There are plenty of subtle variations around this same mood, oscillating between profound melancholia, grief, and strong, almost naive faith in the beyond – but I may be projecting too much of my personal convictions here. Very atmospheric pieces like ‘Night Raid’, an almost-spoken words track with beautiful harmonies, continue what looks like a collection of dreamy evocations of life and what’s Nick Cave is currently going through. It’s even truer when ‘Sun Forrest’ arrives, a very ambient meditative piece only disrupted by sparse keys and a surreal, eerie, ghostly chorus… if Nick Cave has not found God, he has definitively found some kind of serene spirituality….

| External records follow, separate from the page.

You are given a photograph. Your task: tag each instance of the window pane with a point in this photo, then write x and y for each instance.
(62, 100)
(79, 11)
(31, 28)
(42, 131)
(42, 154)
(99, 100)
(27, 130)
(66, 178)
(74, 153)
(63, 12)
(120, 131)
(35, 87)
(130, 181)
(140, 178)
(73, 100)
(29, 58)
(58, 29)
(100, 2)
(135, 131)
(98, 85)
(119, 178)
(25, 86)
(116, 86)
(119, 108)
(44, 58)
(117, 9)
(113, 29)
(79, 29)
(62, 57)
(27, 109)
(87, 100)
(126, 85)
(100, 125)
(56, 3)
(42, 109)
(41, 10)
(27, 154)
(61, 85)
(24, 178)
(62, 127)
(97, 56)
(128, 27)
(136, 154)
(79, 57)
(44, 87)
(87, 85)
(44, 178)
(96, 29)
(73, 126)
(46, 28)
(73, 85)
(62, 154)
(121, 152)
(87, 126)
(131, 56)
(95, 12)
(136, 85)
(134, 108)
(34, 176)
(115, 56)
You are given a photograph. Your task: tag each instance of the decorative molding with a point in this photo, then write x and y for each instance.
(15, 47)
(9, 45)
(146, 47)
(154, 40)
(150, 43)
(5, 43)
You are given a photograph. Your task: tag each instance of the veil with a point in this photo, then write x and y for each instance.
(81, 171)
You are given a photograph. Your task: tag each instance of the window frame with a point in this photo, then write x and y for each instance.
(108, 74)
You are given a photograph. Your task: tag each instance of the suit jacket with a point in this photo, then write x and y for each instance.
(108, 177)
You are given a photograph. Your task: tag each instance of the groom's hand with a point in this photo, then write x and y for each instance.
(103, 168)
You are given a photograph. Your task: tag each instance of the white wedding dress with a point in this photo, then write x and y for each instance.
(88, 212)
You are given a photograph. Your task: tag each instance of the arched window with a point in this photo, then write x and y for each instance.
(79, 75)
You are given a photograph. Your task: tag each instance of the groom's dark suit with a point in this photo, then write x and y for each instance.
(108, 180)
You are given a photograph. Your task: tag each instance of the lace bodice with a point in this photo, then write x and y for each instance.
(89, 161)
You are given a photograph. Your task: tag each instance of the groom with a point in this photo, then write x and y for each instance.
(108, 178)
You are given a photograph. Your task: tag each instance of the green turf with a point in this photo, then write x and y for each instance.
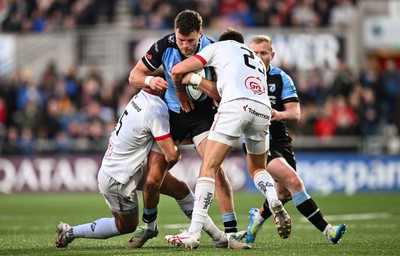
(27, 226)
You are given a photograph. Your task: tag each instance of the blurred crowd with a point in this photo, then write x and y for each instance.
(46, 15)
(67, 112)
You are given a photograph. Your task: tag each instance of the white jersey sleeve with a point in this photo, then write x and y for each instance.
(240, 72)
(144, 118)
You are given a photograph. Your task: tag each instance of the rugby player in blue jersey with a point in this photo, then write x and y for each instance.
(189, 120)
(281, 162)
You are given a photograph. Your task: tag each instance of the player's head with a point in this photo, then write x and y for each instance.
(262, 46)
(188, 30)
(231, 34)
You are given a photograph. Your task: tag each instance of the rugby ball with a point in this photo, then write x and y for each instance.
(191, 89)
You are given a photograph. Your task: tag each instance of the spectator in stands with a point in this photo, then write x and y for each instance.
(391, 90)
(342, 14)
(303, 14)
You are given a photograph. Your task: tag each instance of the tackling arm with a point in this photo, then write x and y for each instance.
(170, 151)
(291, 113)
(140, 77)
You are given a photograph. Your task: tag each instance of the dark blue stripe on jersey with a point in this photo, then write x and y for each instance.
(165, 52)
(281, 90)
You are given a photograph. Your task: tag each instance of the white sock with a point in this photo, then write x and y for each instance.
(186, 204)
(266, 185)
(209, 227)
(101, 229)
(259, 219)
(151, 225)
(205, 188)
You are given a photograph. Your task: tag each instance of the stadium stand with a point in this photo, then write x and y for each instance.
(70, 111)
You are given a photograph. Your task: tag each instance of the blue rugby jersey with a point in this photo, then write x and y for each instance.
(165, 52)
(281, 90)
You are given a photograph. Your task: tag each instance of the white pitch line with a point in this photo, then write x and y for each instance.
(357, 216)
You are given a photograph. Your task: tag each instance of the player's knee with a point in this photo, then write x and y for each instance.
(126, 226)
(152, 185)
(297, 184)
(284, 196)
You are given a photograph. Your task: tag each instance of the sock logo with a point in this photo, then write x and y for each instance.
(264, 185)
(188, 213)
(207, 200)
(93, 225)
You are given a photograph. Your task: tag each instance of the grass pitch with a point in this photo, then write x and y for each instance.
(27, 226)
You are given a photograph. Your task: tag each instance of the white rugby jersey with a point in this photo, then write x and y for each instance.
(144, 119)
(240, 72)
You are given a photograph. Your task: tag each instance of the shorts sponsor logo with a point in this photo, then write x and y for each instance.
(264, 185)
(255, 84)
(109, 149)
(93, 225)
(156, 47)
(254, 112)
(207, 200)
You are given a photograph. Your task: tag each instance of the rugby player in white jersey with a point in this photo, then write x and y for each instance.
(244, 110)
(122, 172)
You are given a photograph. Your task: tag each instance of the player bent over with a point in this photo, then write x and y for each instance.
(144, 120)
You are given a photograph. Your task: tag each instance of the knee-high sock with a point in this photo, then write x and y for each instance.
(149, 218)
(306, 206)
(266, 185)
(209, 227)
(205, 188)
(100, 229)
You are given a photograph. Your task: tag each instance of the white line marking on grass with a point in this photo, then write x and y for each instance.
(357, 216)
(176, 226)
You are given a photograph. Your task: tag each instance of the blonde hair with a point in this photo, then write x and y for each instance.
(258, 39)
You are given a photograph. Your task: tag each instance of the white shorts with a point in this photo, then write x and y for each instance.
(242, 116)
(121, 198)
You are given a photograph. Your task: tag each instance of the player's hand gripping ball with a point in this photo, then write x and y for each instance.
(194, 93)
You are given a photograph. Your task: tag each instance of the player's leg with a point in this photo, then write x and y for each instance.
(286, 175)
(156, 170)
(223, 195)
(123, 206)
(216, 152)
(184, 197)
(256, 163)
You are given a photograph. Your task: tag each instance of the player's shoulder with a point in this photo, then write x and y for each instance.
(166, 42)
(276, 71)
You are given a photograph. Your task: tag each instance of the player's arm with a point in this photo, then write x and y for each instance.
(177, 73)
(209, 87)
(170, 151)
(142, 77)
(291, 113)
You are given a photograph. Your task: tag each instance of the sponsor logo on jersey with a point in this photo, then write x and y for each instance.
(264, 185)
(207, 200)
(272, 99)
(255, 84)
(272, 87)
(135, 106)
(254, 112)
(171, 39)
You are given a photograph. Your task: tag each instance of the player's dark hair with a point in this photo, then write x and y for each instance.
(188, 21)
(231, 34)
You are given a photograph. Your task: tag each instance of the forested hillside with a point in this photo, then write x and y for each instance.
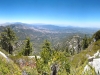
(65, 57)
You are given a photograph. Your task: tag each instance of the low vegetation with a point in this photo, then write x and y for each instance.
(52, 60)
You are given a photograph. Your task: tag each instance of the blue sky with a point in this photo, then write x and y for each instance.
(82, 13)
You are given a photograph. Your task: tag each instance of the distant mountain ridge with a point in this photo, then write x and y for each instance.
(39, 33)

The lyrics are haunted by burning trees, horses with manes full of fire, big skies, ride to the sun, Galleon ships, trees and enchanted forests, and there are Nick Cave’s beautifully convoluted stories like the opener ‘Spinning Song’, evocating of the King of rock ‘n’ roll, his queen’s hair, a garden tree, a stairway, a bird, a nest and a feather, a mysterious poetic tale ending like a church prayer with a gospelic line ‘Peace will come in time’, a theme revisited throughout the album.
‘Ghosteen Speaks’ and ‘Ghosteen’ echo to each other, like repeated visits of a ghost during recurrent dreams, and attempts to connect with other dimensions, the other side, while loss is still the most life-altering event: ‘There’s nothing wrong with loving something you can’t hold in your hand’. In contrast, ‘Fireflies’ bombards us with the absurd, ‘There’s no order here, and nothing can be planned/we are fireflies trapped in a little boy’s hand/ And everything is as distant as the stars/I am here, and you are where you are’, while blending poetic imagery with photons, atoms and distant stars.

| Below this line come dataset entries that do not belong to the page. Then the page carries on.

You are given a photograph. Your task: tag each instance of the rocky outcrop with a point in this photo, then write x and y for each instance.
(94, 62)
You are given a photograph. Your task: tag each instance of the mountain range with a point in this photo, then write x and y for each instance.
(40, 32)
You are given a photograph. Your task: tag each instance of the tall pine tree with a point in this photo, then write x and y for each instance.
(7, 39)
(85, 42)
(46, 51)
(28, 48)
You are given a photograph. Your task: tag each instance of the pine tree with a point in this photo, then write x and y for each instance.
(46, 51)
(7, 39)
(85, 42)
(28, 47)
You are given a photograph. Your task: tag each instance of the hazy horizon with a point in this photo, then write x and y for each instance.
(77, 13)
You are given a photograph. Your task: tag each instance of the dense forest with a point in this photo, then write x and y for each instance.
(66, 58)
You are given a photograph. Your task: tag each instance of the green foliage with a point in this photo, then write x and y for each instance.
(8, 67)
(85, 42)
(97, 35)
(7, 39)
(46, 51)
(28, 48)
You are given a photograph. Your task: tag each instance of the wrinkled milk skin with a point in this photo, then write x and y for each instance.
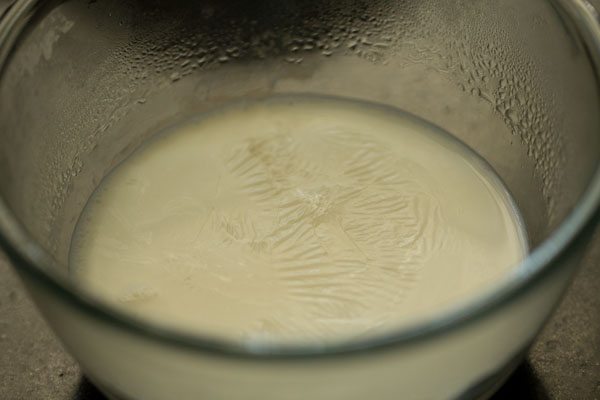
(296, 219)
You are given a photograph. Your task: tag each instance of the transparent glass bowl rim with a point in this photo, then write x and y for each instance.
(30, 259)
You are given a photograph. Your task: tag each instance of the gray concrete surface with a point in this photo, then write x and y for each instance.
(564, 364)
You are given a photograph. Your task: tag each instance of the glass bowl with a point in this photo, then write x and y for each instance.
(83, 83)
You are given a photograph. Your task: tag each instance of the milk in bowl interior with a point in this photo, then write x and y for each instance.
(298, 199)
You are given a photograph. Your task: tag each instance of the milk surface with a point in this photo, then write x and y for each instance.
(297, 219)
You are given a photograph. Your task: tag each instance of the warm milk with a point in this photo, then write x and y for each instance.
(297, 218)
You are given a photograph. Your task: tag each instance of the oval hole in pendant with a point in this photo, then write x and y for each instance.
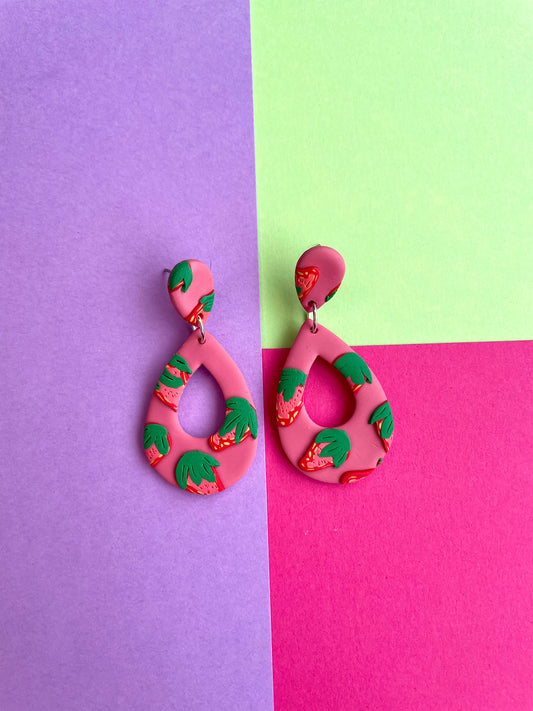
(328, 398)
(202, 407)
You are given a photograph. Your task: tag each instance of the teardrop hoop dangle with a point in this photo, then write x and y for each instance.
(353, 450)
(201, 465)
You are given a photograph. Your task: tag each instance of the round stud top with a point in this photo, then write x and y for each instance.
(319, 273)
(190, 286)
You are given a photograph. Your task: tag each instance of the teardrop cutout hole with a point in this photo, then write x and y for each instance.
(202, 407)
(328, 398)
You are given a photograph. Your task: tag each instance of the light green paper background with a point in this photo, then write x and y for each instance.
(399, 133)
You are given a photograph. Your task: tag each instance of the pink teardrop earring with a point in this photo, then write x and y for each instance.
(199, 465)
(353, 450)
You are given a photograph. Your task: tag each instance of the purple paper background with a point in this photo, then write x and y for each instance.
(127, 146)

As usual, the album is populated by plenty of legends and tales, from bible myths (‘Leviathan’) to a children story involving a family of bears (‘Ghosteen’ ) while Jesus is namechecked plenty of times, and ‘Hollywood’ ends with the Buddhist parable of Kisa and the mustard seed… like a reminder that this album is not so much a personal affair after all, since death and loss are the universal unifiers.
‘Hollywood’, as the closing track, fills all its functions, it is an epic soundtrack by itself, working like the very heavy bookend of ‘Higgs Boson Blues’ announcing the end (Nick’s end?) ‘And I’m just waiting now, for my place in the sun/And I’m just waiting now, for peace to come’.
These are some thoughts after listening to the album just a couple of times, and I may have just barely scratched the surface of these heavenly clouds. it’s a very heavy one to digest with churchy/gospelic vibes and emotions almost too raw to be bearable. It’s a difficult album that carries its load of pathos, it will ask for your full attention and entire emotional potential, as it may have some of the same dramatic aurae than David Bowie’s ‘Blackstar’ or something from Leonard Cohen. If most of ‘Skeleton Tree’ was written before Arthur’s death, ‘Ghosteen’ comes four years after the tragedy, and if you think the grief has been stretching for too long, nobody should blame a man still mourning, ‘It’s a long way to find peace of mind’ he repeats in ‘Hollywood’, while there is a bright light burning right at the center of the album.